A majority of her friends are running collegiate victory laps, continuing to bar crawl any given night of the week. After all, socializing is a heavy part of their Southern culture, alongside preserving history and reciting ghost stories. Though in modern times, you’re more likely to be haunted by your ex than any civil-war phantom. That is, of course, if you’re still single…

“Everyone’s engaged!” claims Lynn, as we walk around Halloween night amongst terribly cute couple costumes. I stand ostracized in my nightgown and curlers, holding a stuffed cat and an ice cream bucket, with my mascara running as “single”. We carry on proudly, ordering our own drinks between deep conversations. Before getting too intimate on the topic of race, I stop her: “But is it, like, appropriate to hit on guys? What if he’s taken? What if he’s engaged and his finance is shooting fierce looks to the back of my head and I come off as a whore?” No naughty intentions here, just looking to flirt. But the more I look around, the more desolate I feel on Noah’s Arch.

Like any night as a single girl, we end the holiday with pizza. Life-size bananas and face-painted skeletons wobble in line at Gilroy’s off King Street. Lynn waits in line as I scope out an empty booth. The meatlover’s za arrives, and I ask Lynn if she wants ranch.
“NO!” she exclaims. “I just want water!”
Moments later, her wish is granted by a middle-aged bald man.
“This is what I love about southern men, they’ll go out of their way for you”.
The man then proceeds to offer Lynn with $2 in exchange for a slice of our pie.
“Of course you can pay me for pizza!” Lynn replies in delight.
The man perceives the bargain as an invite to sit by Lynn, and begins complimenting her ruthlessly. I sit opposite the booth, documenting everything on Snapchat.
“Stop…You’re married!” Lynn cries aloud.
We find out this meatlover is visiting on a boy’s weekend from New York. Just a few silver-haired (as for this guy, a non-existent haired) guys who have fallen in love with Charleston.
Bite your pizza and your words Lynn, for sometimes guys go out of their way to sit next to a pretty girl, regardless where they’re from.

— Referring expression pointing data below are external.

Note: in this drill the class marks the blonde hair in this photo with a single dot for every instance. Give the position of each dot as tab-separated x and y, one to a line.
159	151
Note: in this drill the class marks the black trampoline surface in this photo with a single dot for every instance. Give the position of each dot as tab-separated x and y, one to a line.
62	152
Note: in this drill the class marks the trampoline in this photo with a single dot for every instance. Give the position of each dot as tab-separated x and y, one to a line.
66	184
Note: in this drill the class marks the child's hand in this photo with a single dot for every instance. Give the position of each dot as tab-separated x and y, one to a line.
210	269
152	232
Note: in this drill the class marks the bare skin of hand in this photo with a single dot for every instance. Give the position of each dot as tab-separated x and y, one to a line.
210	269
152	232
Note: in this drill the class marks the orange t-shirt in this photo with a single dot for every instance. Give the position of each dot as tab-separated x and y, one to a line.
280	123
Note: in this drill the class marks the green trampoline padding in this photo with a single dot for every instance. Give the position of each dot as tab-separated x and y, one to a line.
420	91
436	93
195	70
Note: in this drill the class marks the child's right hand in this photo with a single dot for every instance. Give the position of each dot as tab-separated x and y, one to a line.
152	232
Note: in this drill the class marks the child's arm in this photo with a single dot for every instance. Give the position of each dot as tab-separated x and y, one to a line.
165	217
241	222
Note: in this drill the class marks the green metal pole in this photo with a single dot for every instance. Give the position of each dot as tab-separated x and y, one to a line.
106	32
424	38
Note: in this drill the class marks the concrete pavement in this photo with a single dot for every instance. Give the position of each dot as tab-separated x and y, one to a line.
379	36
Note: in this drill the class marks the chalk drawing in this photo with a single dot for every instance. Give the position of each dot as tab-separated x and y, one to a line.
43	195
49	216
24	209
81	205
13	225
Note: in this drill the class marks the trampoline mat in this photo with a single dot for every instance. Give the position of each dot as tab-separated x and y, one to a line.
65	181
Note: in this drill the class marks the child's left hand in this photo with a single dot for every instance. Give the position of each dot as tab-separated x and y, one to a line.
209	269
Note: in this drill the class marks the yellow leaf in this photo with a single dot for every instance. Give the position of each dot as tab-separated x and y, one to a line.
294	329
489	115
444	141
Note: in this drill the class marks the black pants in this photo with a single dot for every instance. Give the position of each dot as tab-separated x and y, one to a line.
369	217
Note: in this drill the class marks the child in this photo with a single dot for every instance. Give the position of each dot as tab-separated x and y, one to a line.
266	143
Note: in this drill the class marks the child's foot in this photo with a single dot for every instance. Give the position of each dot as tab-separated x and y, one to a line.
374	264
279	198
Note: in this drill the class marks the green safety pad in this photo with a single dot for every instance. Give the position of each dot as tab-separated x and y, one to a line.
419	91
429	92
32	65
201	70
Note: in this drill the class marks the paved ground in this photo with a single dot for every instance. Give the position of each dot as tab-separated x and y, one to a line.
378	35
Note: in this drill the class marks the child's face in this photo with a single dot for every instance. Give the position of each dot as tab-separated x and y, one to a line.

The men carry on their way, and a ballerina replaces them.
“I hope it’s ok if I sit here?” She asks.
I don’t contest, and offer her a slice from our vanishing box.
“No, I’m ok… O look, there’s my husband! Thanks for letting me sit!”

Dear lord. The impossibly thin ballerina couldn’t be more than two years older than me, but definitely half my size. And this girl wasn’t alone. Everywhere I looked throughout the weekend, skinny girls pranced in their Lululemon leggings. Either effortlessly running or with one hand intertwined with their hipster boyfriend. Ugh.

So maybe I left the pizza joint without my husband or a double-zero waistline. Maybe I left the peninsula without eating seafood or visiting Fort Sumter. Maybe I left without my Italian leather bracelet, debit card, and original car keys. Damn you, Fireball.

And maybe I left in a jubilant reflection of the relationships I’ve made, of differentiating the places I want to inhabit and the places I want to visit. Or maybe I left in fear that I don’t have my life straightened out. That I’m alone and irresponsible, while my peers are planning their weddings and retirement.

And maybe that’s why I could never live in Charleston.